# 2.5 gallon Walstad to get back into things



## Blacktetra (Mar 19, 2015)

I've noticed a couple things about your post.
Firstly, that soil you posted a link to, I couldn't identify it's ingredients, and if it contains manure of any kind, as most planting soils do, it could cause issues, not to mention be pretty stinky.
I'm not sure what the Walstad method recommends but I was under the impression it used actual topsoil. Like the dirt in your backyard.
Someone can correct me if I'm wrong. But with a 2.5 gallon tank, I'd save the money you were going to spend on soil, get a shovel full of dirt, and then use the $10 to get some dry fertilizer that you can use very sparingly over the next few years.

Secondly, fertilizers may seem pretty scary, so I can understand your desire to avoid using them. And if you don't buy them as dry crystals they can get expensive very quickly.

Personally, as you seem relatively new to the hobby, (someone else can chime in with a better understanding of Walstad's methods) I would recommend just digging up a gallon or so of dirt from your back yard, or asking if you can have a bucket full from a construction site, they wouldn't mind.

Sift through the stuff to remove big rocks, worms, sticks, etc.
(Letting it dry thoroughly can help in that process if your dirt doesn't become rock hard when it's dry)

Put some in the bottom of your 2.5G tank, about 1.5 inches. Putting a little gravel on top (like 1/2 inch) isn't 100% necessary, but does make things look nicer, and if you use a small filter (and you should for a tank that has fish/shrimp) it keeps the water flow from kicking up the dirt into a messy cloud.

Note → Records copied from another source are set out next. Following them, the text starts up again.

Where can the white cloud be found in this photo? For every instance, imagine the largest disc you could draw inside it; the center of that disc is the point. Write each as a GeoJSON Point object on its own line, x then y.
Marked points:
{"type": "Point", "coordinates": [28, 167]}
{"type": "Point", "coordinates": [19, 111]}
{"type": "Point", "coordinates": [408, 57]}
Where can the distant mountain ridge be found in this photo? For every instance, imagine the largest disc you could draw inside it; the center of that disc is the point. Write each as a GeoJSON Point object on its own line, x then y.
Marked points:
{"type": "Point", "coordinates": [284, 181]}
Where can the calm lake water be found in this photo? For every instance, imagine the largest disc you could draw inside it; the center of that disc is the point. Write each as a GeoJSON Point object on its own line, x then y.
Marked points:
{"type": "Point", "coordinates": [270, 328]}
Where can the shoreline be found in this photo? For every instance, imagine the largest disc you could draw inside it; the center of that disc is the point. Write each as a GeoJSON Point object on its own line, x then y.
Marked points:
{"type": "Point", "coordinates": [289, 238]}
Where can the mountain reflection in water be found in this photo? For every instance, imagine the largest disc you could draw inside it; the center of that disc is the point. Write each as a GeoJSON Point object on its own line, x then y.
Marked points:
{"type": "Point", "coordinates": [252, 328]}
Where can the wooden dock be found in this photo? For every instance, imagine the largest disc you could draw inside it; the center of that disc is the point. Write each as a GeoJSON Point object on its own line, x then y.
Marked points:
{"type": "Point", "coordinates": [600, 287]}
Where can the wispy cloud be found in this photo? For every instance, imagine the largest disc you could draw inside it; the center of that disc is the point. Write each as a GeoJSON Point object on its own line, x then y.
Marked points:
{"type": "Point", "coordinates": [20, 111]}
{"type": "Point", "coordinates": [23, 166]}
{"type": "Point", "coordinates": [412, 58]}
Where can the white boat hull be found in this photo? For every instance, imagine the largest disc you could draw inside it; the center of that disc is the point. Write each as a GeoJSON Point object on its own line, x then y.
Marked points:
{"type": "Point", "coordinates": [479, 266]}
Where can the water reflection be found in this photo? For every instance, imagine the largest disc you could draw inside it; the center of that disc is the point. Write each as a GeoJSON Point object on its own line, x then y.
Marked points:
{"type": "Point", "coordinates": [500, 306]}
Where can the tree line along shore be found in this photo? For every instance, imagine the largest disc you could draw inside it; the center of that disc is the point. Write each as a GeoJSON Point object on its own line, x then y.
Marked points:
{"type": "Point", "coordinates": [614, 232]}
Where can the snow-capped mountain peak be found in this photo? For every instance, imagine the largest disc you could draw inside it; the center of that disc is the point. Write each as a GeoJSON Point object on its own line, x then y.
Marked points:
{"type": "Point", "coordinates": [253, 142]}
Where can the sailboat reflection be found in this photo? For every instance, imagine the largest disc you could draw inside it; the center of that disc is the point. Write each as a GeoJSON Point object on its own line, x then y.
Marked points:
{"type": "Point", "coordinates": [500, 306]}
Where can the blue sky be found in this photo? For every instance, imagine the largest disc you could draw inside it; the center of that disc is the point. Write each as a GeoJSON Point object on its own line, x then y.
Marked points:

Then spend pretty much all your budget on plants that are mostly root feeders.
I recommend any anubias species or cryptocoryne species. With such a small tank you'd probably only be able to grow a few "anubias nana petite" and maybe some dwarf sag or java fern though. And maybe a few floating plants.

There's my two cents.


----------



## aquariumlover10 (Aug 14, 2014)

Blacktetra said:


> Firstly, that soil you posted a link to, I couldn't identify it's ingredients, and if it contains manure of any kind, as most planting soils do, it could cause issues, not to mention be pretty stinky.
> I'm not sure what the Walstad method recommends but I was under the impression it used actual topsoil. Like the dirt in your backyard.
> 
> 
> ...


The reason i was gonna use that soil is because i already have some, it is just organic top soil, it has some twigs and stuff in there i'd pick out but no manure. I can't use the soil from my yard because my parents spray fertilizers and bug poison crap in the yard so i'm scared that it's kill everything.

I was gonna use play sand on top for aesthetic purposes.

I was gonna get salvania, Crypt Wendtii, Narrow Leaf Java Fern, and dwarf sag.


----------



## TankPlanter (May 31, 2015)

Just a note that with soil, less is more. With a nano tank, you might keep it under 1" soil and maybe 3/4 to 1" sand. And then grab some trumpet snails to aerate, or poke often at first to aerate. Looks like good plant choices- dwarf sag and crypts have done well for me in dirt without ferts.


----------



## aquariumlover10 (Aug 14, 2014)

ok, i use to have some trumpets, i threw all my plants in this pond i have out front so some might still be in there.

These are the filters i am deciding between.
Azoo Palm Filter: http://www.drsfostersmith.com/produc...atid=9821&s=lh
Mini size: http://www.drsfostersmith.com/produc...tid=28052&s=lh
Size 11: http://www.drsfostersmith.com/produc...atid=3954&s=lh

I Have an air pump so if i get a sponge filter i would save a couple dollars but I'm not sure which one i should get.


----------



## Roshan8768 (Mar 18, 2009)

Use 0.5 inches of soil and cap with something other than playsand - it doesn't allow adequate air exchange and has silicates which feed algae. I would suggest pool filter sand or black diamond blasting sand. The azoo filter is great for a tank this size, I use them on all my nanos. Check out my thread in my sig to see my dirted 2.5 for ideas


----------



## aquariumlover10 (Aug 14, 2014)

Is this the right Black Diamond sand? https://www.tractorsupply.com/tsc/product/black-diamond-medium-blasting-abrasives

Bump: or is it this?
https://www.tractorsupply.com/tsc/product/black-diamond-fine-blasting-abrasives?cm_vc=IOPDP1


----------



## Kubla (Jan 5, 2014)

You want the 1st one you linked, medium grit. The second one is fine grit.


----------